Exclusivity. If FDA issues an administrative order in response to a request, the Requestor is granted a period of 18 months of exclusive marketing rights where the administrative order covers: (1) an active ingredient (including any ester or salt) not previously incorporated in a lawful unapproved OTC drug, or (2) a change in conditions of use for which new human data studies conducted or sponsored by the Requestor (or to which the Requestor has an exclusive right of reference) were essential to the issuance of the order. Exclusivity is not available for certain minor changes to the drug (e.g., modifying directions for use due to changes that do not affect safety or effectiveness, or reordering information in the Drug Facts box), certain safety changes, and changes to testing methods. The term “new human data studies” refers to clinical trials, pharmacokinetics studies, or bioavailability studies that were not previously relied on and do not duplicate the results of a study previously relied on for drug approval. FDCA § 505G(b)(5)(C). There are limited protections for the confidentiality of a Requestor’s information. FDCA § 505G(d).
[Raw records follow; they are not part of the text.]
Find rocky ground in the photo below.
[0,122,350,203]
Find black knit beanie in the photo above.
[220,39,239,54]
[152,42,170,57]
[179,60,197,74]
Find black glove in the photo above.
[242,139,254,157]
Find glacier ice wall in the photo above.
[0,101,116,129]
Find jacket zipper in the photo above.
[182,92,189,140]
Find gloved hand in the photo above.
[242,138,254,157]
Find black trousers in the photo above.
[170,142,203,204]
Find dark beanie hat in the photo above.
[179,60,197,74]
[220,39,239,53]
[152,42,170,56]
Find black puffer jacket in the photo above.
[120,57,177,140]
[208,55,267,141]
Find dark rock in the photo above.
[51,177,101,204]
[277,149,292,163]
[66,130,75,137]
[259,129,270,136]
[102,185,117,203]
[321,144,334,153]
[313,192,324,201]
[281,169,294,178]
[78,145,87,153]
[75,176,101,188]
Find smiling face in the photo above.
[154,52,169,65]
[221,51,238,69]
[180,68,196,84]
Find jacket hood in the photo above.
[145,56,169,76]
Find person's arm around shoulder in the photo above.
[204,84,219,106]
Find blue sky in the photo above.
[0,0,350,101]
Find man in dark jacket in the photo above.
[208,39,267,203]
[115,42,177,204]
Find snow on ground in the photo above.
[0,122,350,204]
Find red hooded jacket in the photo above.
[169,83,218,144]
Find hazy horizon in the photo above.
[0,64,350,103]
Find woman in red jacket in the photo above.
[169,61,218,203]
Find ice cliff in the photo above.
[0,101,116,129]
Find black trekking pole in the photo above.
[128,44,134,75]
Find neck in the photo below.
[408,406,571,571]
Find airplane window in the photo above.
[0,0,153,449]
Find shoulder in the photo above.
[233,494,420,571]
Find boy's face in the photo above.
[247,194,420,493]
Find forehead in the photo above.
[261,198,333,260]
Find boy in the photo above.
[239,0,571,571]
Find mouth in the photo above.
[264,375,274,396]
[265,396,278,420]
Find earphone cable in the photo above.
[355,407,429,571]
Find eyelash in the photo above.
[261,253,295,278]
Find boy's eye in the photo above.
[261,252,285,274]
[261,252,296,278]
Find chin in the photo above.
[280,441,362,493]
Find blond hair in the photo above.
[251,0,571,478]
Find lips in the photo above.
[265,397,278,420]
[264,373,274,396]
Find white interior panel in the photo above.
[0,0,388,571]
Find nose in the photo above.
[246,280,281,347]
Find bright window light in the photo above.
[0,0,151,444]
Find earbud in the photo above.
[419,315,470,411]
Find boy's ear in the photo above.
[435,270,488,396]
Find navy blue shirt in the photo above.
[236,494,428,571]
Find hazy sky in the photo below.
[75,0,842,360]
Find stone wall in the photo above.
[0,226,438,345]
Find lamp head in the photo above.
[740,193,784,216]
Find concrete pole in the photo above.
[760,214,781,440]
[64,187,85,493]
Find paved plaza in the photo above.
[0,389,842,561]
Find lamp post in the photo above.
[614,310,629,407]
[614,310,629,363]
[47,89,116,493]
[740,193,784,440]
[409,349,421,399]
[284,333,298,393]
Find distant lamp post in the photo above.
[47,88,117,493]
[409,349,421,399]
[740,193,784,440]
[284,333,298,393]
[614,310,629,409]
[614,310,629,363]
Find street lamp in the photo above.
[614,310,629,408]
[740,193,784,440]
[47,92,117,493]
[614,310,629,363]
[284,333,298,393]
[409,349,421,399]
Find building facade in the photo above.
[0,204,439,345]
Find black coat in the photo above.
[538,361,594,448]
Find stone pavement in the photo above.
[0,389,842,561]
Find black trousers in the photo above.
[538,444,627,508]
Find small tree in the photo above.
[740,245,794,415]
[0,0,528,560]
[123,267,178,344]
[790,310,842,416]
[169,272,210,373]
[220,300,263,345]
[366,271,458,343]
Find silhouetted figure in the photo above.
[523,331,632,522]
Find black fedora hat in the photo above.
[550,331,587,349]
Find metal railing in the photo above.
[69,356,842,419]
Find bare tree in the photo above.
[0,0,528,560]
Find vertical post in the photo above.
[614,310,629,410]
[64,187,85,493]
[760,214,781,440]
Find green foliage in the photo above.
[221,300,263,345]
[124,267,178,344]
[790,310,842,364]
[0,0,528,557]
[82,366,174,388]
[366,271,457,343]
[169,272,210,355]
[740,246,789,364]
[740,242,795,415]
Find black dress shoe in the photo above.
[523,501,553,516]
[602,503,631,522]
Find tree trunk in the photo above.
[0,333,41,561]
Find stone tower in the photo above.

Minor Changes. FDA is required to issue an administrative order specifying requirements for a manufacturer to determine whether a minor change in dosage form will affect the safety or effectiveness of a drug. Based on such an order, a manufacturer may make minor changes in a dosage form without the need for a separate administrative order if the manufacturer maintains documentation in its files to show that the change will not affect safety or effectiveness and will not materially affect absorption or other exposure to the drug. Such information must be provided to FDA upon request. FDCA § 505G(c).
User Fees. The law establishes two categories of OTC drug user fees that must be paid for FY 2021 and thereafter:
The law authorizes FDA to use these fees in carrying out OTC drug activities. FDCA § 744M(f).